Setidaknya saya mau ikut berbela sungkawa atas matinya minat baca mahasiswa ini. Bela sungkawa mendalam, sebab nyatanya tidak ada mahasiswa yang benar-benar suka membaca dan belajar. Entah karena kemalasan atau faktor eksternal lainnya banyaknya mahasiswa yang jarang baca bukanlah hoax.
Mereka lebih banyak meluangkan waktu untuk bermain-main dengan gawainya bahkan traveling ke tempat-tempat keren. Saya rasa ini semua merupakan serangkaian upacara berkembangnya gawai, tempat wisata, tren pakaian, dan lain-lain. Masyarakat kita digiring menuju hal-hal berbau kekinian untuk menanggalkan banyak budaya termasuk budaya baca. Selain itu ketidakmampuan lepas dari media sosial merupakan penyakit turun temurun yang mulai menyebar. Mahasiswa sekarang lebih panik ketika ketinggalan charger telepon pintar mereka ketimbang ketinggalan buku. Bukankah begitu??.….
Gawai, berkembangnya gawai menjadi magnet kuat yang bahkan tidak bisa dilepaskan dari jemari mahasiswa. Mahasiswa cenderung menghabiskan waktu mereka untuk melotot didepan gawai. Sebagaimana yang biasa terjadi didalam kelas sekalipun, mahasiswa lebih tertarik pada gawai daripada diskusi. Ini merupakan perubahan zaman yang tidak bisa dihindari sekalipun oleh mahasiswa militan yang getol membaca. Saya yakin dirinya akan menyingkirkan gawai beberapa meter darinya untuk meluangkan waktu dan membaca.

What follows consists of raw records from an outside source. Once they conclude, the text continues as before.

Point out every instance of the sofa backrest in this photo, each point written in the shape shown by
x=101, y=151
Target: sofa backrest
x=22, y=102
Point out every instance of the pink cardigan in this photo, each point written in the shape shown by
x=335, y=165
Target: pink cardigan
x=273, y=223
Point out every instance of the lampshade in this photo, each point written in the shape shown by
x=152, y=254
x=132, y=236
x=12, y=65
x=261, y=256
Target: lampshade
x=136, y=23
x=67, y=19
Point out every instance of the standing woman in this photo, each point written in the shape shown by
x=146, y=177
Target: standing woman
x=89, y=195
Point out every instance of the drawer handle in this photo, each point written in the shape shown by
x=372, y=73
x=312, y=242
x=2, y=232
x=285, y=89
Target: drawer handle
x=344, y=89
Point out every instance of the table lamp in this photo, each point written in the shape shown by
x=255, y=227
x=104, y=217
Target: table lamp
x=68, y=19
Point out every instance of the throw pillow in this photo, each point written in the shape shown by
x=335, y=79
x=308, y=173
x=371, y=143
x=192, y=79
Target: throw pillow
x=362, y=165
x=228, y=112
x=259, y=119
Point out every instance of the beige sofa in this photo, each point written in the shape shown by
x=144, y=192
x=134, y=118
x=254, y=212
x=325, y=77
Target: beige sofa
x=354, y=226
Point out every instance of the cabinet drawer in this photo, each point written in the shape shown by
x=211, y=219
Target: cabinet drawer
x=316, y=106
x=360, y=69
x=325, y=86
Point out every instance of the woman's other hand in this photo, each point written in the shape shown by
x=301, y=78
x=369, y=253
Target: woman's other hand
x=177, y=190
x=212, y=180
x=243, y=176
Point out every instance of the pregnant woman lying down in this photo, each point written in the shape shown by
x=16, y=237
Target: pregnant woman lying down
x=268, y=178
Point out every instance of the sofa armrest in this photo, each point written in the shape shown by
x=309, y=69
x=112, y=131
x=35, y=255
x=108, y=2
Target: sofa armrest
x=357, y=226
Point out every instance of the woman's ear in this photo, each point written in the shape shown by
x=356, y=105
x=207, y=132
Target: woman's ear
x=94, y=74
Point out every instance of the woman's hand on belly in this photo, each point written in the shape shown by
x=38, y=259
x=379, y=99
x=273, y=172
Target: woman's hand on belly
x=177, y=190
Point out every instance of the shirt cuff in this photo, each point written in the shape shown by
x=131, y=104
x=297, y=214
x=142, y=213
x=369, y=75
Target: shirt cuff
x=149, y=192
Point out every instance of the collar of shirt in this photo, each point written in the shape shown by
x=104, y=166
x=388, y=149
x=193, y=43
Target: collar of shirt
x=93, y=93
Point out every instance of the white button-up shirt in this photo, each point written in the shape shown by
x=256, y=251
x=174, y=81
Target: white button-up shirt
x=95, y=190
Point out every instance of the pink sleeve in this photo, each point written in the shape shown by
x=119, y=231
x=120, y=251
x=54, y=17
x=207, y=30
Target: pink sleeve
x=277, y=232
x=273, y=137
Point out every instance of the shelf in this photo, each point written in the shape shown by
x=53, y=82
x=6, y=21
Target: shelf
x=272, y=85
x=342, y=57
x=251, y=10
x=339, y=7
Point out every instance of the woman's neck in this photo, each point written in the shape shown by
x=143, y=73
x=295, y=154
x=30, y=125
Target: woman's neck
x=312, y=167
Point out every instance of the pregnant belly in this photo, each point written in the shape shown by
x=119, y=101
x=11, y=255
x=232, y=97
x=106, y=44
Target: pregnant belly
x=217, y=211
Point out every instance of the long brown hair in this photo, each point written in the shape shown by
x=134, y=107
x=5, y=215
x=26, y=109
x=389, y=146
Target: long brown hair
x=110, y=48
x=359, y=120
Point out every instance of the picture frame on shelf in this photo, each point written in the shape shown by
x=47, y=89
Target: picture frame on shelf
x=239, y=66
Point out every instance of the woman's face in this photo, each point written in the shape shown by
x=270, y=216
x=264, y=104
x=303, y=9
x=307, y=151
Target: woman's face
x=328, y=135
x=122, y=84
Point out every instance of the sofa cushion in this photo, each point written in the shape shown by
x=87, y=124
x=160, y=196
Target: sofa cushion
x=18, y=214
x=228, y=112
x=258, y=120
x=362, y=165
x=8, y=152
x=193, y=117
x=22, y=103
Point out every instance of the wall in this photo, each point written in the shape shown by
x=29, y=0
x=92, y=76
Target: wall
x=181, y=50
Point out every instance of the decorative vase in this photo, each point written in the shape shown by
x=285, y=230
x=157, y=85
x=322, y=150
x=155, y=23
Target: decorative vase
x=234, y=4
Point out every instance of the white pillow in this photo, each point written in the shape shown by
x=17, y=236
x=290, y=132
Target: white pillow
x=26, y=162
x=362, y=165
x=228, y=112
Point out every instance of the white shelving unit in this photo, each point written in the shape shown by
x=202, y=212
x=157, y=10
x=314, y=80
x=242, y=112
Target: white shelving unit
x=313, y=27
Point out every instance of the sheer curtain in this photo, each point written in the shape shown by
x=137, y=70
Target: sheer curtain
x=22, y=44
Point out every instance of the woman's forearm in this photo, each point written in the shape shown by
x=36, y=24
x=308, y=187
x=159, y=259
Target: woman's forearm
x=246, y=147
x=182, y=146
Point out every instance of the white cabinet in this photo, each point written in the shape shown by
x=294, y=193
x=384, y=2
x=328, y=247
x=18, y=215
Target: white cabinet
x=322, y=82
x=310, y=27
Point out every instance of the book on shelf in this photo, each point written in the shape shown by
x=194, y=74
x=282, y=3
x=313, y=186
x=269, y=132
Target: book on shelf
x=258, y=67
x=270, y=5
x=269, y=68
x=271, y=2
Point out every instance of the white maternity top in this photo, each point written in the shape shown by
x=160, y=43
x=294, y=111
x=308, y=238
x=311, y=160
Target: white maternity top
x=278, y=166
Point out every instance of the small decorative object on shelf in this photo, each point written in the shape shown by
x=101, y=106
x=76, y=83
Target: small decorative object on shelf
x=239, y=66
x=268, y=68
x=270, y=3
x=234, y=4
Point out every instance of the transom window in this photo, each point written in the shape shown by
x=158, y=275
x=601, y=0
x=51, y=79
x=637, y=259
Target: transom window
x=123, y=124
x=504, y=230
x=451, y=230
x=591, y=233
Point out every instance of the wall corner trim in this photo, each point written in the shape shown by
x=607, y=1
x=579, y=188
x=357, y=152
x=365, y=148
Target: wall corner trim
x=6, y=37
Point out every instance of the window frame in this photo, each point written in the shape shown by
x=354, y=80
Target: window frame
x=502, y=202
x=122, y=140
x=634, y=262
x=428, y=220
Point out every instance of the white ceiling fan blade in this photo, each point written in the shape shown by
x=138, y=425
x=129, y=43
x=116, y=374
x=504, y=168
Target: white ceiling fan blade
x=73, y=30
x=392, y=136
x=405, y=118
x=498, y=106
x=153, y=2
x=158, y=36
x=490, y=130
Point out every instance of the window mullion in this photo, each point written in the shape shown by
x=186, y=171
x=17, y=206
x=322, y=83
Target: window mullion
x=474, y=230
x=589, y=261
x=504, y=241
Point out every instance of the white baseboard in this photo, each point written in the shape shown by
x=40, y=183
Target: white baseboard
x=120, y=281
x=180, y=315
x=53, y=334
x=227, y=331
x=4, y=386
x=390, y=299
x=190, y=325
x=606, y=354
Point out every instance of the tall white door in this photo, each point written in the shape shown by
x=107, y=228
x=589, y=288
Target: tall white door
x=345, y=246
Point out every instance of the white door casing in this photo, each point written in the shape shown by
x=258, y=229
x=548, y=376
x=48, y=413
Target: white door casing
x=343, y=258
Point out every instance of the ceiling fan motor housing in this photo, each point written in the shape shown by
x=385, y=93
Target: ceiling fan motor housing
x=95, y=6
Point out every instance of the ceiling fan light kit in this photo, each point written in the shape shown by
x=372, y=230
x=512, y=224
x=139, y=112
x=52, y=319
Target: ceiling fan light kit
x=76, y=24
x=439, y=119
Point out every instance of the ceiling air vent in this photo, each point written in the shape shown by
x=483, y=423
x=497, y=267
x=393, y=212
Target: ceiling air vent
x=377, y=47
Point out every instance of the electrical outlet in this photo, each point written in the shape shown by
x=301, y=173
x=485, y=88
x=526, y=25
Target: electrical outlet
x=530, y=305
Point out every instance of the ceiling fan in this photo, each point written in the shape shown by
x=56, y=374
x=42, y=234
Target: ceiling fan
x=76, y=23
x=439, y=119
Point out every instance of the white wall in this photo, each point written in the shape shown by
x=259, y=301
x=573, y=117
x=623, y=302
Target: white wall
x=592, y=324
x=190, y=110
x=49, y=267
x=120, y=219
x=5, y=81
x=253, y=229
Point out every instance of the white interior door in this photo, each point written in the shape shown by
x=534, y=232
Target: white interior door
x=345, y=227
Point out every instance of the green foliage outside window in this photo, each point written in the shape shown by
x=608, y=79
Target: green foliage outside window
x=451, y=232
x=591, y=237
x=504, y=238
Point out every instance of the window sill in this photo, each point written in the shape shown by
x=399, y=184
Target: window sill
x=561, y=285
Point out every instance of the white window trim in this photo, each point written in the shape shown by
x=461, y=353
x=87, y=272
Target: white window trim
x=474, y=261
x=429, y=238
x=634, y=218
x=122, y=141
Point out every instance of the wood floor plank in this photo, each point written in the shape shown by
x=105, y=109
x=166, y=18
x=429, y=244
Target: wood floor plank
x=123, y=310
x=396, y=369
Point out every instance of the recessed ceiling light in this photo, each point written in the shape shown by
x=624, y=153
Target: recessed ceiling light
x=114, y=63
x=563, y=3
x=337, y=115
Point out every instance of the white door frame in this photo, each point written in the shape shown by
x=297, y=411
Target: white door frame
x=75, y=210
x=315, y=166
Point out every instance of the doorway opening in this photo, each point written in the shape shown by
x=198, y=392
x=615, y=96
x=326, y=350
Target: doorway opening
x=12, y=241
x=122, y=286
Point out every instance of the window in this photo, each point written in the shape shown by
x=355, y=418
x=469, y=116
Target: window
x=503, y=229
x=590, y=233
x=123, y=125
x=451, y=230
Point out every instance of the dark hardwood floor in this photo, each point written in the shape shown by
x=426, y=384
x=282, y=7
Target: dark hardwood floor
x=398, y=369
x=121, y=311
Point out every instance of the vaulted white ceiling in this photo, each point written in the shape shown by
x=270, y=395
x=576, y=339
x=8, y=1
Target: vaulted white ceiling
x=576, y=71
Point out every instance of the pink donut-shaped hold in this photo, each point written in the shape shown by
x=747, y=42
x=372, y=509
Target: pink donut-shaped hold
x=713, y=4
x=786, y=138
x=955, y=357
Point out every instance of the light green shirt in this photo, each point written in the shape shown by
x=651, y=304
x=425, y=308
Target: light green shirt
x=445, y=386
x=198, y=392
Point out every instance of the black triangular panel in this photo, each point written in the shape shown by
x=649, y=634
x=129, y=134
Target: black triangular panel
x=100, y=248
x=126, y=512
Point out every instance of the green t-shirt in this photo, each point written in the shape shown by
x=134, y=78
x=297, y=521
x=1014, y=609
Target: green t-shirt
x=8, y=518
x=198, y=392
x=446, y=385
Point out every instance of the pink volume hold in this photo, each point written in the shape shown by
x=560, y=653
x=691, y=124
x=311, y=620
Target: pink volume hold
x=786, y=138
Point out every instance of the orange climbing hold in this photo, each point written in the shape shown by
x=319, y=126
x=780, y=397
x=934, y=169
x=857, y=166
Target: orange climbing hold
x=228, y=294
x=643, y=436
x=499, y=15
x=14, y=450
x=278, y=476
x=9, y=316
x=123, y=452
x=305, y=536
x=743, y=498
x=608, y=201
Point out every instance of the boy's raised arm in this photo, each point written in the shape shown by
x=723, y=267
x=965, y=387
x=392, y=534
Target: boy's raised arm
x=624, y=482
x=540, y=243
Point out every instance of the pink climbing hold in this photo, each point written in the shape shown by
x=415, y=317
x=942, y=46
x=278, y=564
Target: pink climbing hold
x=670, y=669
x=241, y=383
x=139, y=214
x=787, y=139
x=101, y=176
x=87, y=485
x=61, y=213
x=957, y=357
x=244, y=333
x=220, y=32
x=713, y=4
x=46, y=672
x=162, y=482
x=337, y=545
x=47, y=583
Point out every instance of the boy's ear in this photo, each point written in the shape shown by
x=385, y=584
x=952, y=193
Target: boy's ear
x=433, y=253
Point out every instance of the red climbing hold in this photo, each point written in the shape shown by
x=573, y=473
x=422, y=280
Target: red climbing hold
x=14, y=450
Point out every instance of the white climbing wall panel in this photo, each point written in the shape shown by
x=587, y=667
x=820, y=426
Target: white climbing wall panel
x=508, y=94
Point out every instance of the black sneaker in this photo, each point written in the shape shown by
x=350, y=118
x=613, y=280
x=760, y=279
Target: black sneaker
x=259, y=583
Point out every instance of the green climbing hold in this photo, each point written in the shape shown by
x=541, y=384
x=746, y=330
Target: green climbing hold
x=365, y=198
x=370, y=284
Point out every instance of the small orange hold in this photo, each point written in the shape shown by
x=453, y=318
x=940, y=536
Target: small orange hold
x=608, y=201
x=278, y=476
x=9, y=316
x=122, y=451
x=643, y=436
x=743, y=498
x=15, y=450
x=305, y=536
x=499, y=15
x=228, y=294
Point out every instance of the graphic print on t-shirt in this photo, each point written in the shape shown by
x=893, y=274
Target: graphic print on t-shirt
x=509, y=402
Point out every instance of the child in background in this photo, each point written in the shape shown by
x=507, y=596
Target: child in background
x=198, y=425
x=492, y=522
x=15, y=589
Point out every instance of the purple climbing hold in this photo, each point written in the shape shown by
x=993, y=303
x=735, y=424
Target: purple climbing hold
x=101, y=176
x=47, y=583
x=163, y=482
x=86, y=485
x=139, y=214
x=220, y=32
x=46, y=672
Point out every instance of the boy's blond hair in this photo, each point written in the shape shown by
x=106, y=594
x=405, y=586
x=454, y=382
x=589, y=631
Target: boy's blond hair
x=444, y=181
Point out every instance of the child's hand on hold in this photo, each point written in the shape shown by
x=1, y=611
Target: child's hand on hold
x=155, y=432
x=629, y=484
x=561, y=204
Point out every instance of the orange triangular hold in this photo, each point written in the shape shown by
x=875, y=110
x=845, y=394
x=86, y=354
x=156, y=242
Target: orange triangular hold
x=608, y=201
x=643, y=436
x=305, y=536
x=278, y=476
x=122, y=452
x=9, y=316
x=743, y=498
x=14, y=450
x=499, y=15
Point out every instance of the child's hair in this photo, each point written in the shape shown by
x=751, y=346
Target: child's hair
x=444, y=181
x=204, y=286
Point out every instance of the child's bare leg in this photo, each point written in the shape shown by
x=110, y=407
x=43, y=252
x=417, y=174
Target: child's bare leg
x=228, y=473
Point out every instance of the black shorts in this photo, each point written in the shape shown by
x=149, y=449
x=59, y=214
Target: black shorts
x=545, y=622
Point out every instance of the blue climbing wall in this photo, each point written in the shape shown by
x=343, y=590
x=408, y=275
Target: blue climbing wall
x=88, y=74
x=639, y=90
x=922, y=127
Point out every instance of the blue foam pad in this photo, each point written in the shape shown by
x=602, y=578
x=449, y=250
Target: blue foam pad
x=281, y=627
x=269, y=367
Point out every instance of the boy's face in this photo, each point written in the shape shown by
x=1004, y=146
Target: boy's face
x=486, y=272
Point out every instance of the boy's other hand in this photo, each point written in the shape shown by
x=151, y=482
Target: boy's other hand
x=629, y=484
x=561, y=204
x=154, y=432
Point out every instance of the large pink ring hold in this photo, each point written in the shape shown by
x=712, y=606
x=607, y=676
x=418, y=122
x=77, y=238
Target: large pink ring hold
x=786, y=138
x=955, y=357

Tepatnya 15 tahun yang lalu di hari yang sama yaitu 17 Mei dirayakan sebagai Hari Buku Nasional. Namun disamping perayaan ini mengikuti pula matinya semangat baca khususnya dalam dunia pendidikan. Seringkali saya jumpai justru mereka-mereka yang tidak menempuh pendidikan tinggilah yang malah getol mempertahankan buku dan budaya baca. Perlu kita sayangkan adalah sudah tidak ada lagi geliat literasi yang tumbuh dalam diri mahasiswa. Padahal mahasiswa merupakan tonggak utama sebagai generasi muda yang melestarikan semangat baca. Kita sepertinya sudah tersihir dengan zona nyaman yang membuat kita enggan membaca.
Padahal perayaan hari ini merupakan wujud perhatian pemerintah akan rendahnya minat baca masyarakat kita. Namun setelah belasan tahun Hari Buku Nasional ini digaungkan, kondisi masyarakat kita (masih) sama. Bahkan dalam dunia pendidikan sekalipun masih jarang yang melek literasi. Dapatlah kita hitung dengan jari berapa orang yang memang mencintai dan membaca buku.
Perayaan hari buku ini masih sebatas pajangan buku pada rak-rak buku dirumah. Meskipun sudah ada (pula) perpustakaan keliling nyatanya minat baca masih juga dekaden. Saya kira ketakutan akan buku dan membaca ini memang menjadi momok menyeramkan bagi generasi kita. Belum ada solusi pragmatis yang dapat mengubah kebiasaan buruk ini. Sekalipun saya, anda atau sudah banyak orang menyuarakan semangat membaca dan mencintai buku.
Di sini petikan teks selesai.